Meet Our Alums - Joy Leos - "Public Health is All About Service"
What sparked your interest in the Public Health program at UTEP? What do you believe are the unique strengths of this program that set it apart from others nationally?
I started on a different path at UTEP initially. Once I figured out that path was not a naturally good fit for me, I spoke with my academic advisor. She mentioned the Public Health program at UTEP, as it was similar but more community-based than my initial choice. I started the program and very quickly realized I was in the right place. Working with the community resonated with me and made me feel like I finally found where I belonged. I think what I love most about UTEP’s program is the variety within the curriculum. You get a taste of each part of the vast public health system. It makes it digestible and easy to understand. I think what sets the program apart is that you have many faculty members who understand the community and have a vested interest in its health and in building strong, well-rounded public health professionals.
Tell us about the most interesting experience you had while in the program.
I think what I learned most was perseverance. Some of the courses were challenging, and my instructors pushed me. At the moment, it was a challenge, but looking back on my experience, I am so beyond grateful because it showed me that I could overcome any challenge with planning, careful thought, and perseverance. My first presentation as a professional working in the community, where the roles were reversed and one of my instructors was in the audience as I was at the podium, stands out. It was very surreal. The program exposed me to so many different and unique populations in our community. It made me realize my privilege, and it made me want to help others.
Tell us about your current work with the City of El Paso. What are some of the skills you learned as a student that you incorporate into your work there?
I am the Health Training & Promotions Manager and the 2-1-1 Rio Grande Area Information Center Region Director. There are so many skills that I learned on this journey. Teamwork is crucial to public health work. The very core of our work revolves around relationships – with clients, coworkers, community-based organizations, and more. Learning how to build rapport and trust is so important. Perseverance is another skill that has translated well in the public health field. Public health issues are not, for the most part, easy to solve. It takes a lot of work and thinking out of the box, and you have to be willing to learn when things don’t work the way you want them to. Flexibility and adaptability are two of the last skills I will mention. Public health is never linear; it is a roller coaster. As a professional, you have to be ready to pivot at a moment’s notice if something changes to adjust your response. As we have seen with COVID-19, sometimes we aren’t sure what is around the corner, so as a professional, you have to be as ready as you can to adjust your work to ensure it meets the community’s needs and addresses the emerging health crisis.
What are your professional goals in the next five to ten years?
I am blessed to be able to work in a field that I love. There has been so much change in the last two years that I am encouraged and excited to be part of the evolution of our public health system. We have started to see funding that allows us to grow our services in the community like never before. I want to continue bringing as many services as possible to our community that will allow us all to lead healthier lifestyles and decrease the burden of chronic disease. I want to continue training and growing new public health professionals who have a heart of service for this community and a passion-driven focus to work on health disparities in our community.
What would you tell a prospective student who is interested in the Public Health program?
I would tell them that public health is all about service. If you sincerely want to help the community, impact change, and have a job that takes you on an adventure, then the Public Health field is a great option to explore. There is so much work done that most people aren’t aware of, whether it is community education, disease surveillance, prevention work, case management, clinical outreach, connection to resources, and so much more. Public health is a critical player in every aspect of whole communities. Public health professionals influence policy change and behavior change, protect the community from public health threats, prepare for the worst, hope for the best, and work hard every day. Public Health students have the world at their feet, and the timing could not be better for them to join one of the hardest working teams in the nation.
What is the most important piece of advice that you would give to yourself as an entering freshman if you could go back in time?

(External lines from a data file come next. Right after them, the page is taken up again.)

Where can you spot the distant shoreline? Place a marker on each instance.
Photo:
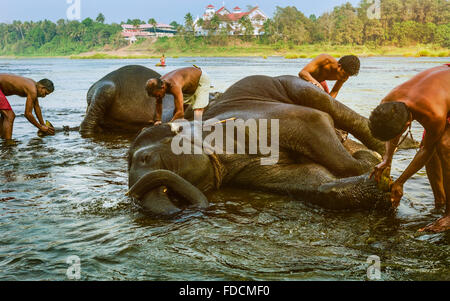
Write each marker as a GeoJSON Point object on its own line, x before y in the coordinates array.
{"type": "Point", "coordinates": [148, 51]}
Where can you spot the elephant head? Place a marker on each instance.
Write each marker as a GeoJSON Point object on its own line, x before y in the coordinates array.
{"type": "Point", "coordinates": [162, 182]}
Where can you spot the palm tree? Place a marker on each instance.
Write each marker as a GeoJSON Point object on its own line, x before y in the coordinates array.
{"type": "Point", "coordinates": [189, 22]}
{"type": "Point", "coordinates": [153, 23]}
{"type": "Point", "coordinates": [100, 18]}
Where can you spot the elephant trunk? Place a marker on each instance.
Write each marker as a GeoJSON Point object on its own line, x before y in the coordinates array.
{"type": "Point", "coordinates": [156, 179]}
{"type": "Point", "coordinates": [353, 193]}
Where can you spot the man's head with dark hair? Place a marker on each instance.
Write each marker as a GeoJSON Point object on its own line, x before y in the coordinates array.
{"type": "Point", "coordinates": [44, 87]}
{"type": "Point", "coordinates": [389, 120]}
{"type": "Point", "coordinates": [350, 64]}
{"type": "Point", "coordinates": [156, 87]}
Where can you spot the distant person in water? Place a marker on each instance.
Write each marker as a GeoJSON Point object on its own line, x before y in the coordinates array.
{"type": "Point", "coordinates": [24, 87]}
{"type": "Point", "coordinates": [325, 67]}
{"type": "Point", "coordinates": [425, 98]}
{"type": "Point", "coordinates": [162, 60]}
{"type": "Point", "coordinates": [188, 85]}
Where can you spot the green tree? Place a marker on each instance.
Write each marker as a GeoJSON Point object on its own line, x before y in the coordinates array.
{"type": "Point", "coordinates": [100, 18]}
{"type": "Point", "coordinates": [153, 23]}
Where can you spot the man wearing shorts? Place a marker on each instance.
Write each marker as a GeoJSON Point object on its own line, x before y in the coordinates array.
{"type": "Point", "coordinates": [16, 85]}
{"type": "Point", "coordinates": [188, 85]}
{"type": "Point", "coordinates": [425, 98]}
{"type": "Point", "coordinates": [325, 67]}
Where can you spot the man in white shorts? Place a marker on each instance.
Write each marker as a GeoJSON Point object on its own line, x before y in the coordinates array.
{"type": "Point", "coordinates": [188, 85]}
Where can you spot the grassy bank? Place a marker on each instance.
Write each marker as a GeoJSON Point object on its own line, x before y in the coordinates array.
{"type": "Point", "coordinates": [175, 48]}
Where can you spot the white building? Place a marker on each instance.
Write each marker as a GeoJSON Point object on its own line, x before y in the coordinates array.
{"type": "Point", "coordinates": [131, 33]}
{"type": "Point", "coordinates": [230, 20]}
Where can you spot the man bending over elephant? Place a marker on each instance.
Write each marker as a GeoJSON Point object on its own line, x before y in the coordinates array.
{"type": "Point", "coordinates": [188, 85]}
{"type": "Point", "coordinates": [325, 67]}
{"type": "Point", "coordinates": [24, 87]}
{"type": "Point", "coordinates": [425, 98]}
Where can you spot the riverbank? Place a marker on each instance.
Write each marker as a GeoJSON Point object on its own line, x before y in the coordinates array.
{"type": "Point", "coordinates": [153, 50]}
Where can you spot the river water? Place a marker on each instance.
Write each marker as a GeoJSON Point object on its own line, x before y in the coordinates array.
{"type": "Point", "coordinates": [64, 195]}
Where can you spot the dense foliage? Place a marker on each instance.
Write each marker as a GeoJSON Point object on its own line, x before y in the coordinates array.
{"type": "Point", "coordinates": [60, 38]}
{"type": "Point", "coordinates": [402, 23]}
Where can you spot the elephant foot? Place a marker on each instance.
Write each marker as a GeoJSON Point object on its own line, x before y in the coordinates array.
{"type": "Point", "coordinates": [352, 193]}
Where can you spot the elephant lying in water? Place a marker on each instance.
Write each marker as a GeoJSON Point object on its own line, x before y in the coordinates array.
{"type": "Point", "coordinates": [314, 164]}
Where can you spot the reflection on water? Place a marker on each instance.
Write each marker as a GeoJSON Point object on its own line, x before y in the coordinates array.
{"type": "Point", "coordinates": [64, 195]}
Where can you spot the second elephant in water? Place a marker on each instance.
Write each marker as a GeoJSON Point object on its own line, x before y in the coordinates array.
{"type": "Point", "coordinates": [313, 165]}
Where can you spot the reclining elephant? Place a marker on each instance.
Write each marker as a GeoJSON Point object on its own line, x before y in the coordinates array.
{"type": "Point", "coordinates": [313, 165]}
{"type": "Point", "coordinates": [119, 103]}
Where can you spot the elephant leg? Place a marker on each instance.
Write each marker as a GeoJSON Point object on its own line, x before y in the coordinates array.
{"type": "Point", "coordinates": [310, 133]}
{"type": "Point", "coordinates": [99, 99]}
{"type": "Point", "coordinates": [314, 184]}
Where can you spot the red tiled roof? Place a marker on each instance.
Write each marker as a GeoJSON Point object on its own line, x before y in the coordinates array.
{"type": "Point", "coordinates": [236, 16]}
{"type": "Point", "coordinates": [220, 9]}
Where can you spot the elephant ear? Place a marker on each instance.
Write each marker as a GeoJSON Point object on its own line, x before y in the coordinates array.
{"type": "Point", "coordinates": [178, 126]}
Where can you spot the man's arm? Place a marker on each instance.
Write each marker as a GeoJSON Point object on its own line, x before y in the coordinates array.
{"type": "Point", "coordinates": [434, 133]}
{"type": "Point", "coordinates": [29, 105]}
{"type": "Point", "coordinates": [308, 69]}
{"type": "Point", "coordinates": [387, 158]}
{"type": "Point", "coordinates": [178, 99]}
{"type": "Point", "coordinates": [337, 86]}
{"type": "Point", "coordinates": [158, 111]}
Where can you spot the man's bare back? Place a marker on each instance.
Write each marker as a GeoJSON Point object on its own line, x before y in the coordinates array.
{"type": "Point", "coordinates": [16, 85]}
{"type": "Point", "coordinates": [180, 82]}
{"type": "Point", "coordinates": [325, 67]}
{"type": "Point", "coordinates": [425, 98]}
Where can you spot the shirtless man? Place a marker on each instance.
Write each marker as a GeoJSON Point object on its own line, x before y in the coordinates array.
{"type": "Point", "coordinates": [24, 87]}
{"type": "Point", "coordinates": [425, 98]}
{"type": "Point", "coordinates": [325, 67]}
{"type": "Point", "coordinates": [188, 85]}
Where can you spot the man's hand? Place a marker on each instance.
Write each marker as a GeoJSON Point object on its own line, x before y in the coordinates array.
{"type": "Point", "coordinates": [177, 116]}
{"type": "Point", "coordinates": [318, 85]}
{"type": "Point", "coordinates": [396, 194]}
{"type": "Point", "coordinates": [378, 171]}
{"type": "Point", "coordinates": [47, 130]}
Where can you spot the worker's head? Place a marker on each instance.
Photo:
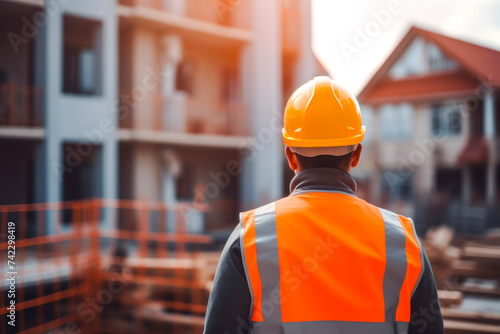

If I could go back in time, I would tell myself that I don’t have to have everything figured out immediately and that there is still a lot of self-discovery that needs to happen to find the right program for me, not what others were telling me was my path. I would tell myself the journey will be challenging, and there will be days when you want to throw in the towel but need to keep going. I would tell myself that every decision I make could affect my trajectory.
Education is about learning, yes, but it is also a test of your perseverance and will. Do not let anything get in the way of being able to savor that walk across the stage, because you are so worth it. Let these small steps be your building blocks to becoming the person you were intended to be. Never be afraid to let your talents shine, and be you. It will open doors for you that you never knew were possible.